С другой стороны, вынужден признать, что многое другое в книге меня сильно раздражало. Особенно плохо вышли части про мою собственную жизнь. Наш дом, этот толстый и шумный алкаш, якобы Халли Хёррикейн (на самом деле тот был куда мощнее и колоритнее) и «мама» (ее сделали слишком доброй и слабой, страдающей, а моя мама в жизни все решала сама, была хитрой и очень умной), но самый ужас — это девочка, «дочка» (у моей мамы, естественно, не было дочерей) — она, конечно, мое альтер эго в романе, «я» — будто я девчонка, манерная и жеманная идиотка, которая только и делает, что читает стихи, и поэтому ставит себя выше других; будто я сочиняю сам, мечтаю, чтобы мои стихи напечатали в журнале издательства «Язык и культура», а когда это удалось, счел большой победой. Вот это все бесило ужасно.
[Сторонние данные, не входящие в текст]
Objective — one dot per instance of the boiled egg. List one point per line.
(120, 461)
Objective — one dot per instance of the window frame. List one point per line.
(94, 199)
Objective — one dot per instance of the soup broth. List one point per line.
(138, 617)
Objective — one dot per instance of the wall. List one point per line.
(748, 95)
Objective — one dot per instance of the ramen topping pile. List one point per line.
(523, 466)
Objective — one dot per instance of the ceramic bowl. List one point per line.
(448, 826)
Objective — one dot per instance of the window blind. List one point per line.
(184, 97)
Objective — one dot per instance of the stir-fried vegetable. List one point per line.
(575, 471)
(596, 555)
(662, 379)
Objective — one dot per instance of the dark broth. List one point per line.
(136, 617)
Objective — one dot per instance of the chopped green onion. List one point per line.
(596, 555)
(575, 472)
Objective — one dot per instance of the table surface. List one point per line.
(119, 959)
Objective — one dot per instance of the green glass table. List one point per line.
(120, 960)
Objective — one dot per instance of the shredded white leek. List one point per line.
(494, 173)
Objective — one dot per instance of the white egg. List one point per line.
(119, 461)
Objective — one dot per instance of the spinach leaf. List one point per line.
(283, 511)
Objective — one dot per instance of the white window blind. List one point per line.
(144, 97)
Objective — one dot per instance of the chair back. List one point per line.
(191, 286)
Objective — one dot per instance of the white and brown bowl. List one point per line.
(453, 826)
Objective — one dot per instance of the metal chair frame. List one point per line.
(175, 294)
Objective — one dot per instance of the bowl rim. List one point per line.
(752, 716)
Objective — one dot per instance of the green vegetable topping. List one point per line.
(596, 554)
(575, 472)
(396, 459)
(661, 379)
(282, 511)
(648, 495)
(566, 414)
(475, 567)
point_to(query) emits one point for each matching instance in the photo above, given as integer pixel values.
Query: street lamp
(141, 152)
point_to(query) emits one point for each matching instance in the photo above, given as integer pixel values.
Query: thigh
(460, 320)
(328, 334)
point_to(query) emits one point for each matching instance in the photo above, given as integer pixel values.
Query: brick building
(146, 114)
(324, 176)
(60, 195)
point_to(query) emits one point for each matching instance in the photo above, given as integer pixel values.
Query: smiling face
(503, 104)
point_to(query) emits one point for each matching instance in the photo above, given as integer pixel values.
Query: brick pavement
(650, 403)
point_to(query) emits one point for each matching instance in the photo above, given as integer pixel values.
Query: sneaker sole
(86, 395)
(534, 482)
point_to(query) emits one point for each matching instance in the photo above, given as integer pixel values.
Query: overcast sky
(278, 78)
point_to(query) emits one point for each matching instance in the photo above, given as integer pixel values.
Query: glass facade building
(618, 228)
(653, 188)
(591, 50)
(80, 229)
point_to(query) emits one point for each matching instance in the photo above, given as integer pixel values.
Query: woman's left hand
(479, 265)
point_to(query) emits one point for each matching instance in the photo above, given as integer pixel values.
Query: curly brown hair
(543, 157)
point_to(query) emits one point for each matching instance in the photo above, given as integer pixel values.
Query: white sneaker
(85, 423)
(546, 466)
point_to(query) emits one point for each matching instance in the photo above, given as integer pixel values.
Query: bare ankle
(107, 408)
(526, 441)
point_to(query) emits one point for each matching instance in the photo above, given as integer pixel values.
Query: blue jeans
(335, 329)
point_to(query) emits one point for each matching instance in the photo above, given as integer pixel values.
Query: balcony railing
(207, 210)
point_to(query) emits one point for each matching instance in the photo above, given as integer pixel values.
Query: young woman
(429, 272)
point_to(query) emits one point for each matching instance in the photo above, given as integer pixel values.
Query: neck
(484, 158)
Так что я быстренько пролистывал эти куски; а знакомым и тем людям, с которыми встречался, говорил, что издателям очень уж хотелось, чтобы все было именно так. «You gotta please your publishers»[70], — ронял я…
Никакой шумихи вокруг книги, как я уже сказал, не было, даже дня выхода особо не объявили, а ведь могло быть так красиво. Я просто взял в типографии несколько еще теплых экземпляров, а на следующий день обратил внимание, что в магазины книга еще не поступила — в издательстве, когда я позвонил, сказали, что ее запечатывают в пленку. Потом она появилась в каких-то магазинах, на следующий день еще в нескольких, и вот она на рынке уже несколько дней, но с этим никто ничего не делает; в «Эймундссоне» вокруг нее почти никто не крутится, она просто лежит себе. Но затем мне позвонили из издательства и сказали, что пропихнули меня на интервью, а еще на какую-то телепередачу о культуре. Мне показалось, что сказано просто ужасно, «пропихнули на интервью» — СМИ должны брать интервью только у тех, кого считают интересными. Но моих возражений слушать не стали, сказали только, чтобы я зашел в издательство подготовиться к интервью, в первую очередь к телевизионному — оно важнее, — нужно будет восемь минут говорить о «Кромешной тьме».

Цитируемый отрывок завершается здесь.